More subway stations designated as evacuation facilities, but none in Tokyo

The Yomiuri Shimbun
People walk in Osaka Metro’s Osaka Business Park Station on April 19 in Osaka. During an emergency, the area outside the ticket gates can be used as an evacuation site.

There is a growing movement in Japan to designate underground train stations as evacuation facilities after Russia’s invasion of Ukraine, where residents are sheltering in such stations.

Prefectural and municipal governments have begun taking measures with an armed attack by a foreign country in mind.

No underground train stations were designated as evacuation facilities by local governments until March last year, but now there are more than 300. Despite Tokyo having a well-developed subway network, the capital has no stations designated as shelters.

Out of the 133 Osaka Metro underground train stations, 108 have been designated as evacuation facilities, the Osaka prefectural, Osaka city and Sakai city governments announced April 7.

“They cannot stop nuclear weapons, of course, but having [such facilities] increases the chances of saving lives from the destructive power of certain missiles,” Osaka Mayor Ichiro Matsui said at a press conference that day, emphasizing the helpfulness of being able to escape to underground train stations.
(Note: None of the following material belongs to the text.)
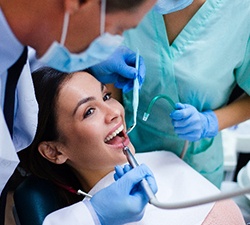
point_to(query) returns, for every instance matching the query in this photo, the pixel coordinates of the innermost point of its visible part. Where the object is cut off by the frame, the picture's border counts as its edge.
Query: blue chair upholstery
(34, 199)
Local governments do not designate the areas inside ticket gates as shelters, to prevent evacuees from falling onto train tracks, and regard the underground spaces as “temporary evacuation facilities” in an emergency with expectations that people will move to another site in an hour or two.

“We would like to proceed with negotiations to designate other underground train stations,” said an Osaka city government official.

In preparation for an emergency such as a missile strike, governors and mayors of ordinance-designated cities are required to classify certain places as evacuation facilities, according to the Civil Protection Law which went into effect in 2004. Such facilities include sturdy buildings, underground malls and subway stations.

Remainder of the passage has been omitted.